Assuming a 100% dissociation, what is the freezing point and boiling point of 2.59 m K3PO4(aq).

2 answers:

3 0

Assuming 100% dissociation of K3PO4 you get each molecule of K3 PO4 dissociates into four particles: 3 K4 cations and 1 PO4 - anion. That means that Van't Hoff factor, i, is 4. i = 4. So, the decrease in freezing point of the water solution is Delta Tf = i * Kf * m.
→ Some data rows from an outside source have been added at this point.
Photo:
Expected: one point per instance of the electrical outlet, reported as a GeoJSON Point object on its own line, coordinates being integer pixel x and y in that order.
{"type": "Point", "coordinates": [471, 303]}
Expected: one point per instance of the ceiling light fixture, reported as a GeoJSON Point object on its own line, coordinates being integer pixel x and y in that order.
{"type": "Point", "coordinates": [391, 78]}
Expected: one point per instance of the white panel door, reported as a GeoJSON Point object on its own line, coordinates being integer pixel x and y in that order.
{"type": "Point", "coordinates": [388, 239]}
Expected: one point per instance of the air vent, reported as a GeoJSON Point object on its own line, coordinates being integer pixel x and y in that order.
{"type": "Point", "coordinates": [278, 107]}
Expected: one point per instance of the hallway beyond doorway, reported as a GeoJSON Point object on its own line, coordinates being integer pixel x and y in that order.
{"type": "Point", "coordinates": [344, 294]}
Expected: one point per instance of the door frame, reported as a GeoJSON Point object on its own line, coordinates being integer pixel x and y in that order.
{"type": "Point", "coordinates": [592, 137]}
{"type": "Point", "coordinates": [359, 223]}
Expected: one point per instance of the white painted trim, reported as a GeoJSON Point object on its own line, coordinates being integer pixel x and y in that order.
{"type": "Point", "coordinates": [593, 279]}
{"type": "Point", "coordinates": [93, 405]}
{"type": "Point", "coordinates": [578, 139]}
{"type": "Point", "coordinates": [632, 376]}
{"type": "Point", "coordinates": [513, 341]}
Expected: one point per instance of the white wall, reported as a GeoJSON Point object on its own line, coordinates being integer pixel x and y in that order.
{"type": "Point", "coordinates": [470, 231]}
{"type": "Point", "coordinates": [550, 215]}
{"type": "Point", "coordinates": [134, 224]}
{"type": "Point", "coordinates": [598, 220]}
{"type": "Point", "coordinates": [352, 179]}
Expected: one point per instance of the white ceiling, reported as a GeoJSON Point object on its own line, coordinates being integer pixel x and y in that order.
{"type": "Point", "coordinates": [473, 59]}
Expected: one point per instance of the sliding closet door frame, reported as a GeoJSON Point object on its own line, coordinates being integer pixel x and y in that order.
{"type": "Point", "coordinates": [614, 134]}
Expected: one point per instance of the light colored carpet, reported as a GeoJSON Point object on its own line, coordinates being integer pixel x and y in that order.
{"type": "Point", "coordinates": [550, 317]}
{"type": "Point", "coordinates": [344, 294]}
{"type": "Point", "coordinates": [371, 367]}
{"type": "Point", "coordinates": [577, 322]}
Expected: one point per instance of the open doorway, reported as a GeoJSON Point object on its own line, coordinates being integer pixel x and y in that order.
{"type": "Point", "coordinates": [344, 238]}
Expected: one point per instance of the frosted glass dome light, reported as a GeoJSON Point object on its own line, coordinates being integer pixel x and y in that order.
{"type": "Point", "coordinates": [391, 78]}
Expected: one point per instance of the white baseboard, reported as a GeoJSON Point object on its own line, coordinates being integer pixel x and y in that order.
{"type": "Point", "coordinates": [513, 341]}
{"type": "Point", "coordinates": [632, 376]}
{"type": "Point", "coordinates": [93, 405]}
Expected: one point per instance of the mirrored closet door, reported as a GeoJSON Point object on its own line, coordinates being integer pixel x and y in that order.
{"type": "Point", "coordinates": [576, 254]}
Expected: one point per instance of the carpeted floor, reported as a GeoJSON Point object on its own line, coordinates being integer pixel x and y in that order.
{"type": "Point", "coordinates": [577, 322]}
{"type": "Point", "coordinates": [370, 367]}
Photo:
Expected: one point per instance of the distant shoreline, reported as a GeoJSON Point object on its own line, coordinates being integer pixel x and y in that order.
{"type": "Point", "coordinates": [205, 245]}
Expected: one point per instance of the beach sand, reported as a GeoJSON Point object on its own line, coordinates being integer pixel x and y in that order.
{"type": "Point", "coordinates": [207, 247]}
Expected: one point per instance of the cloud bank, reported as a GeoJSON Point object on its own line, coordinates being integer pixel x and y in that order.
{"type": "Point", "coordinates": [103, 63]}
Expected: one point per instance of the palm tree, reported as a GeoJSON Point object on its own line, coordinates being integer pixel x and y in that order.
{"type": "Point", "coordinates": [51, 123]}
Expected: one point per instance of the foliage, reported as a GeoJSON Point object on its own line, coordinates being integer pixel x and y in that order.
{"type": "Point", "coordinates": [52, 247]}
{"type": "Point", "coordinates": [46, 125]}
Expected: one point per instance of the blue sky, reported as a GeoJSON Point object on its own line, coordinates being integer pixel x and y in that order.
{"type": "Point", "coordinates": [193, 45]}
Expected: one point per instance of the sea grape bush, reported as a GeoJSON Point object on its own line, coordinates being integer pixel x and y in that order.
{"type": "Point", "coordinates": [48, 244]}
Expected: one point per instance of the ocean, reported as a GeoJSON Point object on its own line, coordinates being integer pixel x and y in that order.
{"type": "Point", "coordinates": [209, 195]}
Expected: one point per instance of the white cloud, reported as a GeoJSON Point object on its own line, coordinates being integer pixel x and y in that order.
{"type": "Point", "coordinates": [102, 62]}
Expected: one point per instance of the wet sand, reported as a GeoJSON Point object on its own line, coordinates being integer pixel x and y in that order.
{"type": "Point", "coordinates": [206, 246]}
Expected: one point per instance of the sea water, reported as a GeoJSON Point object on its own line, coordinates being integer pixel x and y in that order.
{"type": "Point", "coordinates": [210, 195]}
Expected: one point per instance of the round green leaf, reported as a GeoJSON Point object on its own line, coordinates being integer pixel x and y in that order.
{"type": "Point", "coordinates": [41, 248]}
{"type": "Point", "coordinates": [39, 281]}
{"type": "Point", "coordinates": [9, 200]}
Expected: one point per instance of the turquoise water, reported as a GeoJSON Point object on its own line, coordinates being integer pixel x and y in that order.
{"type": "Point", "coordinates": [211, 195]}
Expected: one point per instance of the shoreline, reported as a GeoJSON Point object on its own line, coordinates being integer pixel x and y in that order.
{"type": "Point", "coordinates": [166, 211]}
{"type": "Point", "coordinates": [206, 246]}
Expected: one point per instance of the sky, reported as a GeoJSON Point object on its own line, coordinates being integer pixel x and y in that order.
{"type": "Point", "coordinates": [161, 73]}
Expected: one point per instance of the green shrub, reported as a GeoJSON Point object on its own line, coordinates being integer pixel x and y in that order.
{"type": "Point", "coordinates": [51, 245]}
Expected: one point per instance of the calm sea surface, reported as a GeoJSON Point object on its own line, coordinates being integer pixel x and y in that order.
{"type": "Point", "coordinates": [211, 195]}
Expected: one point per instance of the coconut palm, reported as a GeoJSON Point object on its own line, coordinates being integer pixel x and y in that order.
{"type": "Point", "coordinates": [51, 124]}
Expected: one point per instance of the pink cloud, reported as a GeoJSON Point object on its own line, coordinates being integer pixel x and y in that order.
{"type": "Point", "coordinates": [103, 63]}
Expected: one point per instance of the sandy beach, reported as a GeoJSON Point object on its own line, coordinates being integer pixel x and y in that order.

Where Kf is the molal cryoscopic constant of water = 1.86 °C /m; and the molality m = 2.59 m => Delta Tf = 4 * 1.86 °C / m * 2.59 m = 19.3 °C. And the freezing point is the normal freezing points less 19.3°C = 0°C - 19.3°C = - 19.3°C. The increase in the boiling point Delta Tb = i * kb * m = 4 * 0.512 °C /m * 2.59 m = 5.3°C => Tb = normal boiling point + 5.3°C = 100°C + 5.3°C = 105.3°C.

Romashka [77]3 years ago

3 0

Answer: Tb = i * kb * m = 4 * 0.512 °C /m * 2.59 m = 5.3°C => Tb = normal boiling point + 5.3°C = 100°C + 5.3°C = 105.3°C.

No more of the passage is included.